An Example Pipeline¶
The primary goal is to make it as easy as possible to write new pipelines. The main additional work that is required to write a new pipeline is to construct a new Schema. Here, we’ll deconstruct an example to see some of the tricks that can be used, especially when building the schema.
Building the schema¶
Writing pipelines a matter of understanding where your data is coming from, and writing a schema to handle it. Let’s take the Pittsburgh Police Blotter dataset and build an example schema from it. The raw source data is available from the Police website.
from marshmallow import pre_load, post_load, fields
import pipeline as pl
class PoliceBlotterSchema(pl.BaseSchema):
report_name = fields.String()
ccr = fields.Integer()
section = fields.String()
description = fields.String()
arrest_date = fields.DateTime(format='%m/%d/%Y', load_only=True)
arrest_time = fields.DateTime(format='%H:%M')
address = fields.String(allow_none=True)
neighborhood = fields.String(allow_none=True)
zone = fields.Integer(allow_none=True)
age = fields.Integer(allow_none=True)
gender = fields.String(allow_none=True)
@pre_load
def process_na_zone(self, data):
zone = data.get('zone')
if zone.lower() == 'n/a':
data['zone'] = None
return data
@post_load
def combine_date_and_time(self, in_data):
in_data['arrest_time'] = str(datetime.datetime(
in_data['arrest_date'].year, in_data['arrest_date'].month,
in_data['arrest_date'].day, in_data['arrest_time'].hour,
in_data['arrest_time'].minute, in_data['arrest_time'].second
))
There are a few notable things going on here, specifically with the pre_load()
and post_load()
decorators.
@pre_load
will register a method to be run on the raw data before it is processed by the Schema’s main load()
method. In this case, we set a custom ‘n/a’ designation to None
.
@post_load
, as you might expect, registers a method to run after the deserialization of an object and the schema is constructed. In this case, we take our arrest_time
field and combine it with the arrest_date
field to make one condensed date field. Because our loaded arrest_date
field is now a duplicate, we can ensure that it isn’t passed on to our loader
by using the load_only
flag in the field. Similarly, if we wanted to create a new field from our deserialized data, we could use the dump_only
flag and ensure that field only exists in the dumped data.
Writing the rest of the pipeline¶
Now that we have our schema sorted out, we can go ahead and write the rest of our pipeline. Note that we will be using a RemoteFileConnector
to connect to yesteryday’s raw data.
import datetime
import pipeline as pl
yesterday = (datetime.datetime.now() - datetime.timedelta(days=1))
url = 'http://apps.pittsburghpa.gov/police/arrest_blotter/arrest_blotter_%s.csv' % (yesterday.strftime("%A"))
police_blotter_pipeline = pl.Pipeline('police_blotter_pipeline', 'Police Blotter Pipeline') \
.connect(pl.RemoteFileConnector, url) \
.extract(pl.CSVExtractor) \
.schema(PoliceBlotterSchema) \
.load(pl.CKANDatastoreLoader,
fields=PoliceBlotterSchema().serialize_to_ckan_fields(capitalize=True),
package_id='your-ckan-package-id-here'
resource_name='Incidents',
method='insert') \
.run()
Let’s deconstruct what’s going on here. As we can see, the steps are all laid out in the primary methods:
- First, we connect to the remote file’s location, which is generated from a base URL, string interpolated with the name of the previous day of the week. If necessary, we could override the file’s encoding to ensure that it opens as expected.

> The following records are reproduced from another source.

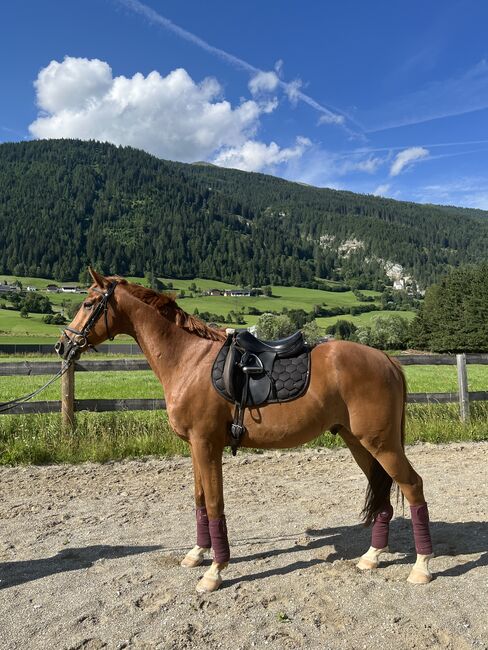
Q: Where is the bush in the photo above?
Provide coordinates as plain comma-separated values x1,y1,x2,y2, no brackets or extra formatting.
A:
302,320,323,345
326,320,357,341
256,314,295,341
355,316,410,350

- Secondly, we note that this is going to be a comma-separated input source. If necessary, we could override the delimiter if it were tab- or pipe-separated data. We could also pass in custom headers. One thing to note here is that headers are automatically mapped to
schema_headers
, which are the names of the marshmallow fields in our schema. If headers are manually passed, they need match the schema headers so that marshmallow knows what to look for. Optionally, the individual marshmallow fields can also take aload_from
field which allows headers to be mapped on a per-field level.- Our above-specified schema is passed to the pipeline.
- We specify that we are going to use a
CKANDatastoreLoader
. This has some required kwargs, which include the data insertion method (must be eitherinsert
orupsert
), and thefields
to use. There is aserialize_to_ckan_fields()
convenience method attached to all pipeline schema, which will automatically build the requiredfields
in the correct format for CKAN.- Finally, with everything declared, we run the pipeline!